高齢者施設の面会禁止続く

福岡の緊急事態宣言が解除され1週間あまりがたつ中、県内の高齢者施設は、多くが、今も面会が禁止となっていて、2か月近く、入所者と家族が会えない状況が続いています。

厚生労働省は、高齢者施設に対し、やむを得ない場合を除き、対面での面会を制限するよう要請していて、ビデオ通話などを使ったオンラインでの面会を推奨しています。
福岡市中央区の特別養護老人ホーム、「梅光園」では、3月下旬から面会を全面的に禁止していますが、今月上旬から、LINEのビデオ通話によるオンライン面会を始めました。
オンライン面会は、施設のホームページから申し込むことができ、1日に5件ほどの面会が行われているということです。
面会を行った家族は、画面越しに入所する80代の女性に対し、「ご飯は食べていますか?」などと、健康面を気遣い呼びかけたのに対し、女性が時折笑顔を見せながら画面に手を振るなどして応えていました。

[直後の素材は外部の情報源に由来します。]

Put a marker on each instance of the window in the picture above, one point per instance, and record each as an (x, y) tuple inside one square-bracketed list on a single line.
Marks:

入所者と家族からは、こうした対応への理解が得られているものの、2か月近く会えない状況が続く中、対面での面会を望む声は増えているということで、施設では6月をめどに再開したい考えです。
「梅光園」の古川伸子施設長は、「緊急事態宣言の解除後も緊張感のある生活が続いています。面会再開にはまだ時間がかかりそうですが、再開に向けてはさらなる感染対策が必要だと考えています」と話していました。